Few movies are as notorious as Heaven’s Gate. The movie was the idea of former Hollywood icon Michael Cimino and was his sequel to the well-regarded Vietnam War drama The Deer Hunter. Since it won both the Best Picture and Best Director Oscars at the 1979 Academy Awards, Cimino was given complete creative license to make Heaven’s Gate. The filming that followed was among the most tumultuous in movie history, going behind schedule almost right away due to an ever-rising budget.
Stories of Cimino’s autocratic conduct have gone down in movie legend; they range from his refusal to start production until the clouds moved into a position he liked to his insistence that an entire set is destroyed and then rebuilt because it appeared to be slightly off. Although it damaged his relationship with United Artists, Cimino persisted in following his vision and believed he was creating a masterpiece.

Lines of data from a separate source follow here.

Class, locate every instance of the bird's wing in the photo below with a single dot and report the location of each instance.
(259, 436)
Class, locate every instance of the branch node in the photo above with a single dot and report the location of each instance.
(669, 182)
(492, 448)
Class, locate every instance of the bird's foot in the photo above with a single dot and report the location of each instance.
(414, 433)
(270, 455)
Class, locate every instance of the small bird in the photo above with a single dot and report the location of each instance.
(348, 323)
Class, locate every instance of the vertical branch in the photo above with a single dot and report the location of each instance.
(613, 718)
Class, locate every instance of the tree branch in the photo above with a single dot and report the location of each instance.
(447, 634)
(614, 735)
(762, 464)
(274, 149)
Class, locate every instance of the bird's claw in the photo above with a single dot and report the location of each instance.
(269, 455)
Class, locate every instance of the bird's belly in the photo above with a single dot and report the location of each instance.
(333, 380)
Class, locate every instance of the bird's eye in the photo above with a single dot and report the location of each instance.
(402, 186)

The ensuing three-and-a-half-hour movie was widely regarded as one of the worst ever created when it was first released. The response was so negative that the studio had the unheard-of choice to take it from cinemas, cut off an hour of content, and then release it again six months later. However, the damage had already been done. Aside from ending Cimino’s career, Heaven’s Gate’s box office failure is among the worst ever. It also put the hammer on New Hollywood, an American cinematic style that had reigned since the middle of the 1960s.

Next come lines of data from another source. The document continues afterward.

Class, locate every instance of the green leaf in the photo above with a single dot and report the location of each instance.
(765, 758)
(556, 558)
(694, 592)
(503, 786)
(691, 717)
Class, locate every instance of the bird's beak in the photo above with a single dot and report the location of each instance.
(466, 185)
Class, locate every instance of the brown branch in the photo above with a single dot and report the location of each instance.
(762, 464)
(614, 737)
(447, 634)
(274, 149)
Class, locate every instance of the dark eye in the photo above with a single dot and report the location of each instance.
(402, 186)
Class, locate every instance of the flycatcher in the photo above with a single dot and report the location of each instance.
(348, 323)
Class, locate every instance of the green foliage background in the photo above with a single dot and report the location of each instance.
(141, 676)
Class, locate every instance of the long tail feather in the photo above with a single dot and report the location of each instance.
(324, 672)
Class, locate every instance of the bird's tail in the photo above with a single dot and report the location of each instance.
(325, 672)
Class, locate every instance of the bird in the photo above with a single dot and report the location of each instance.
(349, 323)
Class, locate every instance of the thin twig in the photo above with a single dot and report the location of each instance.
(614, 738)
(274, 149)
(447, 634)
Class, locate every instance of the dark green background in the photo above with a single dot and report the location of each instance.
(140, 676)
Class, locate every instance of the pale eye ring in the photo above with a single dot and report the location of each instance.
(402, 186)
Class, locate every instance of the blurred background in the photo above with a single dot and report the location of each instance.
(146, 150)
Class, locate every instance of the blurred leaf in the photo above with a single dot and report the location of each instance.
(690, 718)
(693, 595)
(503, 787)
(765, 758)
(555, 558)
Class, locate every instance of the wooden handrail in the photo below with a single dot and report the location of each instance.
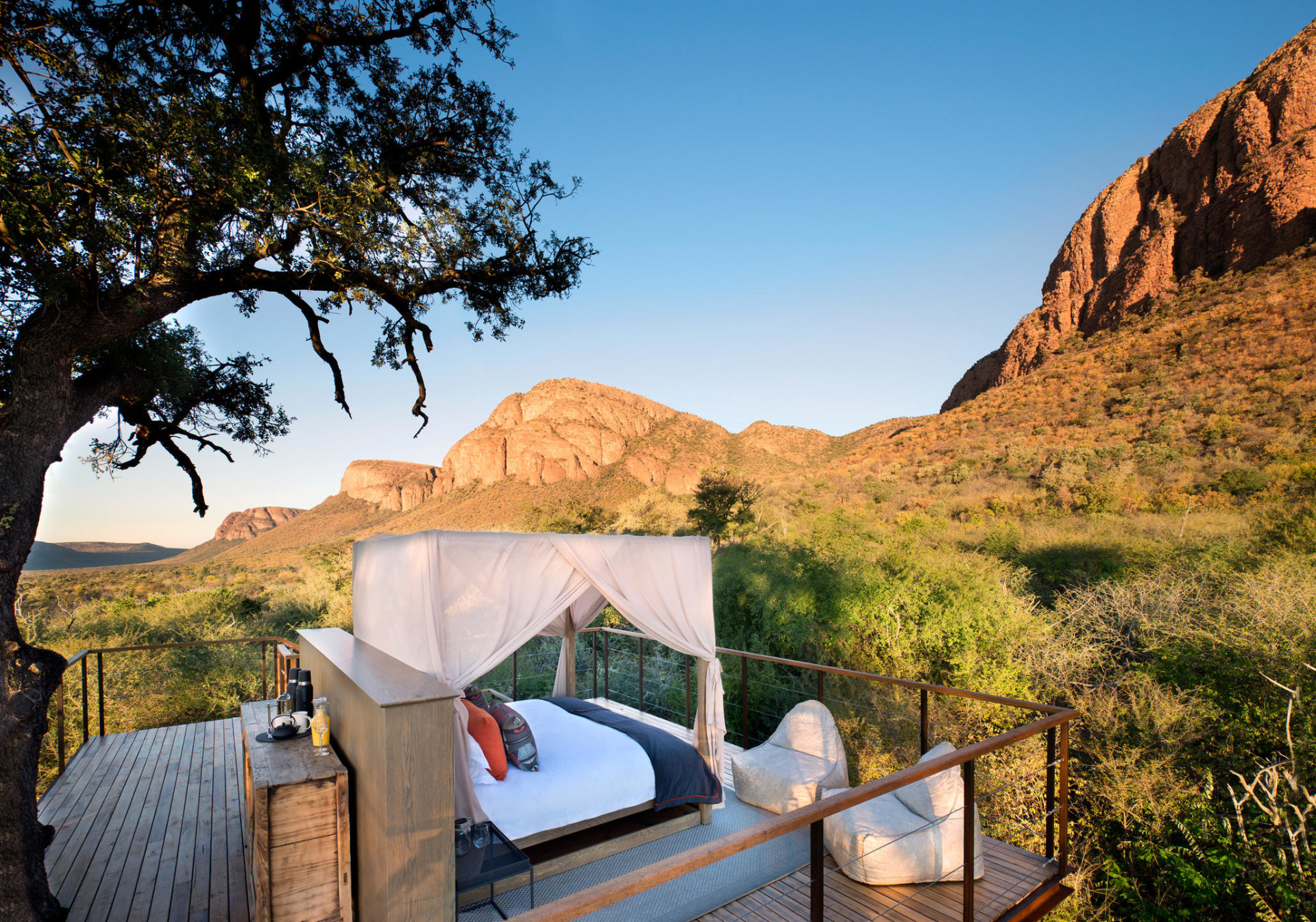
(855, 674)
(182, 644)
(659, 873)
(82, 655)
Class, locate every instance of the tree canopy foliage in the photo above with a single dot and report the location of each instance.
(723, 500)
(156, 154)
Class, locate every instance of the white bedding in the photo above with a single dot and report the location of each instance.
(586, 770)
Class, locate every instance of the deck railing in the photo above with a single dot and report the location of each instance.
(1051, 720)
(286, 653)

Some of America’s best minds were able to flourish in ways that the studio structure would never have permitted, yet this lack of constraint did not sit well with the producers due to its director-driven approach and unrestricted use of forbidden themes. The absolute failure of Heaven’s Gate provided an instantaneous response to the significant concerns about the viability of the movement that the dreadful making of Apocalypse Now generated, along with a rising number of box office failures. There aren’t many movies that can claim to have ruined a whole style of filmmaking, but Michael Cimino pulled off the unthinkable by turning Heaven’s Gate into a stinging indictment of artistic arrogance that demonstrates why putting creative constraints on large-scale productions is important.